We know that user-kernel switching and NIC interrupts consume CPU time, and that the performance of network programs (e.g., firewalls, intrusion detection systems) is often measured in pps (packet per second) rather than bps (bit per second). Then when transmitting large amounts of data, the load on the system can be reduced if the packets can be larger.
The biggest problem with STT is that it is not easy to implement a policy for a particular client (tenant ID) on a network device. As shown above, for a large packet, only the first packet has an STT Frame Header in the header, while subsequent packets have no information that identifies the customer. This is not possible if I want to restrict a customer’s traffic from the Hong Kong data center to the Chicago data center to no more than 1Gbps. With other network virtualization protocols, this policy can be configured on the border router since each packet contains information that identifies the customer (of course the border router needs to be aware of this protocol).

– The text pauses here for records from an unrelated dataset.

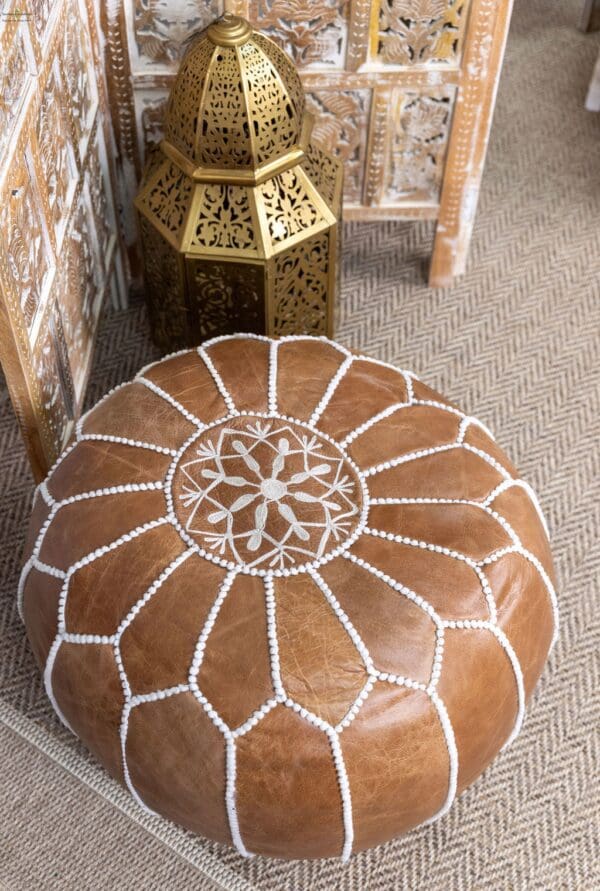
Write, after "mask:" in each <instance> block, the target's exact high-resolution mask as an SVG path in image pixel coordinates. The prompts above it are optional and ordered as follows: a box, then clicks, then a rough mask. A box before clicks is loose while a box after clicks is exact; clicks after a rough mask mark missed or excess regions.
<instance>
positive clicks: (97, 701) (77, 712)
mask: <svg viewBox="0 0 600 891" xmlns="http://www.w3.org/2000/svg"><path fill="white" fill-rule="evenodd" d="M52 685H53V689H54V695H55V697H56V701H57V702H58V705H59V708H60V710H61V711H62V713H63V715H64V716H65V718H66V719H67V721H68V722H69V724H70V725H71V727H72V728H73V730H74V731H75V733H76V734H77V736H78V737H79V738H80V739H81V740H82V741H83V743H84V744H85V745H86V746H87V748H88V749H89V750H90V752H91V753H92V754H93V755H94V756H95V757H96V758H97V759H98V760H99V761H100V762H101V763H102V764H103V765H104V766H105V767H106V769H107V770H108V772H109V773H110V775H111V776H113V777H114V778H115V779H117V780H120V781H121V782H122V780H123V772H122V766H121V742H120V738H119V727H120V724H121V710H122V707H123V690H122V687H121V681H120V679H119V672H118V671H117V665H116V662H115V657H114V654H113V649H112V647H111V646H110V645H107V644H88V645H86V646H81V645H80V644H72V643H62V644H61V646H60V648H59V650H58V653H57V655H56V659H55V661H54V670H53V672H52Z"/></svg>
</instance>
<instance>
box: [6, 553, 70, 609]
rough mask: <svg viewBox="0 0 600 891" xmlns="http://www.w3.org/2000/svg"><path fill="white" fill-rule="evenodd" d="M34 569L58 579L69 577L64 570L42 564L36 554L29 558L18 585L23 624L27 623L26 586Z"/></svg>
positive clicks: (17, 587)
mask: <svg viewBox="0 0 600 891" xmlns="http://www.w3.org/2000/svg"><path fill="white" fill-rule="evenodd" d="M32 569H37V570H38V572H43V573H45V574H46V575H51V576H53V577H54V578H57V579H65V578H66V576H67V574H66V572H65V571H64V570H63V569H58V568H57V567H56V566H50V565H49V564H48V563H42V561H41V560H39V559H38V558H37V557H36V556H35V555H34V554H32V555H31V557H29V559H28V560H27V561H26V562H25V563H24V565H23V569H22V570H21V574H20V576H19V583H18V585H17V610H18V612H19V617H20V619H21V621H22V622H24V621H25V619H24V614H23V597H24V594H25V584H26V582H27V579H28V577H29V573H30V572H31V570H32Z"/></svg>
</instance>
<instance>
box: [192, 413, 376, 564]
mask: <svg viewBox="0 0 600 891" xmlns="http://www.w3.org/2000/svg"><path fill="white" fill-rule="evenodd" d="M188 456H193V457H190V459H189V460H185V459H186V458H187V457H188ZM182 459H183V460H182V462H181V463H180V465H179V470H180V480H179V484H178V487H177V488H178V493H177V496H176V500H177V501H178V502H179V504H178V508H179V509H178V510H177V513H178V514H179V519H180V521H181V523H182V526H183V527H184V529H185V531H186V533H188V534H189V535H190V536H192V537H193V538H194V539H195V540H199V542H200V543H201V545H202V547H203V548H205V549H206V550H207V551H208V552H209V553H211V552H212V553H213V554H214V555H215V556H218V557H220V558H222V559H226V560H233V561H235V562H236V563H237V564H240V565H244V566H250V567H254V566H259V565H261V566H264V567H265V568H266V567H269V568H278V569H282V568H284V567H294V566H298V565H302V564H304V563H306V562H307V561H308V562H310V561H312V560H315V559H320V558H321V557H323V555H324V554H326V553H327V551H328V549H333V548H337V547H339V546H340V545H341V544H342V543H343V542H344V541H345V540H346V539H347V538H348V537H349V536H350V535H351V533H352V531H353V530H354V528H355V527H356V524H357V522H358V519H359V509H360V508H359V504H357V503H356V499H357V492H358V484H357V480H356V479H355V473H354V470H353V469H352V467H351V466H350V464H349V463H348V462H347V460H346V459H345V458H344V456H343V454H342V453H341V452H339V451H338V450H337V449H336V448H335V446H333V445H332V444H331V443H330V442H327V441H325V440H323V439H321V437H320V436H318V435H317V434H315V433H313V432H312V431H311V430H309V429H308V428H306V429H303V428H302V427H298V426H297V425H296V424H293V425H292V424H289V423H285V424H282V423H281V422H276V423H273V422H271V421H267V420H264V419H263V420H260V419H256V420H250V422H248V418H244V423H243V424H242V425H240V426H239V427H236V426H235V425H234V424H233V422H231V421H230V422H225V423H224V424H223V425H222V427H220V428H217V429H214V428H213V429H211V430H210V431H209V432H208V434H207V435H205V436H203V437H201V440H200V442H198V440H196V441H195V442H193V443H192V444H191V445H190V447H189V448H188V450H187V451H186V452H185V453H184V455H183V456H182ZM182 513H183V514H184V516H183V517H182Z"/></svg>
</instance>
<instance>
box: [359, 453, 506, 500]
mask: <svg viewBox="0 0 600 891" xmlns="http://www.w3.org/2000/svg"><path fill="white" fill-rule="evenodd" d="M502 480H503V477H502V476H501V475H500V473H499V472H498V471H497V470H496V469H495V468H494V467H492V466H491V465H490V464H488V463H487V461H484V459H483V458H480V457H479V456H478V455H475V454H473V453H472V452H468V451H467V450H466V449H461V448H456V449H451V450H450V451H447V452H438V453H437V454H434V455H426V456H425V457H423V458H418V459H416V460H414V461H408V462H407V463H405V464H399V465H398V466H397V467H393V468H392V469H391V470H382V471H380V472H379V473H376V474H374V475H373V476H370V477H369V491H370V493H371V496H372V497H373V498H464V499H465V500H466V501H483V500H484V499H485V498H486V496H487V495H489V493H490V492H491V491H492V490H493V489H494V488H495V487H496V486H497V485H498V484H499V483H501V482H502Z"/></svg>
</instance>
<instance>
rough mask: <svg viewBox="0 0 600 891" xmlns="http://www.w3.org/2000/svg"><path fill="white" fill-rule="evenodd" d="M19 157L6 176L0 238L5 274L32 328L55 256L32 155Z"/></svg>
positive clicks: (24, 315)
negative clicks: (37, 180) (17, 163)
mask: <svg viewBox="0 0 600 891" xmlns="http://www.w3.org/2000/svg"><path fill="white" fill-rule="evenodd" d="M19 160H20V163H19V165H18V166H16V165H15V167H14V168H13V170H12V171H11V175H10V176H9V189H8V194H7V199H6V203H5V204H4V205H3V206H2V207H1V208H0V239H2V241H3V242H4V249H3V252H2V253H3V255H4V257H5V258H6V261H5V262H6V274H7V275H8V276H9V277H10V280H11V283H12V287H13V288H14V293H15V294H16V295H17V299H18V302H19V307H20V312H21V315H22V318H23V321H24V323H25V325H26V326H27V327H28V328H31V326H32V325H33V323H34V321H35V319H36V318H37V317H39V310H40V308H41V307H42V306H43V301H44V298H45V296H46V294H47V288H48V283H49V281H50V277H51V275H52V273H53V269H54V256H53V252H52V249H51V246H50V239H49V233H48V228H47V222H46V220H45V219H44V215H43V209H42V205H41V201H40V193H39V189H40V186H39V183H38V181H37V179H36V178H35V173H34V171H33V167H32V164H31V156H30V159H29V163H27V159H26V158H25V157H23V158H21V159H19ZM32 177H33V178H32Z"/></svg>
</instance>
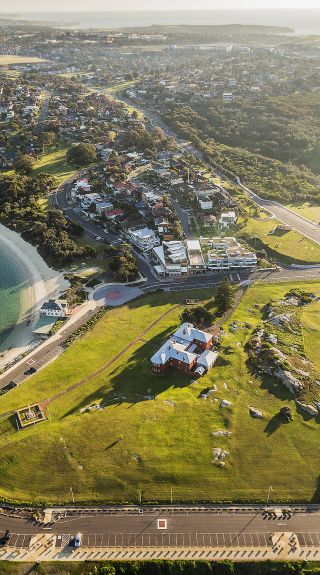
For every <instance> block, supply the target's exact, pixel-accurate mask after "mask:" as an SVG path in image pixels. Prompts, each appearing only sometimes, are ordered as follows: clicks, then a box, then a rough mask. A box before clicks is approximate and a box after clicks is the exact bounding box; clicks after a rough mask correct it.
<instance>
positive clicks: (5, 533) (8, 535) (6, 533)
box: [0, 529, 11, 546]
mask: <svg viewBox="0 0 320 575" xmlns="http://www.w3.org/2000/svg"><path fill="white" fill-rule="evenodd" d="M10 537H11V533H10V531H9V529H7V531H6V532H5V534H4V535H3V536H2V537H0V545H1V546H3V545H7V544H8V543H9V541H10Z"/></svg>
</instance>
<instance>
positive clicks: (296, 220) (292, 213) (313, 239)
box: [240, 184, 320, 244]
mask: <svg viewBox="0 0 320 575" xmlns="http://www.w3.org/2000/svg"><path fill="white" fill-rule="evenodd" d="M240 185H241V187H242V189H243V191H244V192H245V194H246V195H247V197H249V198H250V199H251V200H253V201H254V202H255V203H256V204H257V205H258V206H260V207H261V208H263V209H265V210H266V211H267V212H269V213H270V214H271V215H272V216H274V217H275V218H277V220H279V221H280V222H282V223H283V224H286V225H288V226H291V227H292V228H293V229H294V230H296V231H297V232H299V233H300V234H302V235H303V236H305V237H306V238H309V239H310V240H313V241H314V242H316V243H317V244H320V227H319V226H318V225H317V224H315V223H313V222H311V221H309V220H307V219H305V218H303V217H301V216H299V215H298V214H295V213H294V212H292V211H291V210H288V208H285V207H284V206H282V205H281V204H279V203H278V202H275V201H272V200H265V199H263V198H261V197H260V196H258V195H257V194H255V193H254V192H252V191H251V190H249V188H247V187H246V186H243V185H242V184H240Z"/></svg>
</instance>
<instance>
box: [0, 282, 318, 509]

This paper introduces a wide variety of network virtualization technologies using protocols such as IP-in-IP, GRE, NVGRE, VXLAN, and STT as examples. When learning a network virtualization technology, you should first figure out its encapsulation level, the level of the virtual network and the information contained in the middle layer, and compare it with other similar protocols, then look at details such as flag bits, QoS, encryption, etc. When choosing a network virtualization technology, you also need to consider the operating system and network equipment based on the level of support and the size, topology, and traffic characteristics of the customer’s network.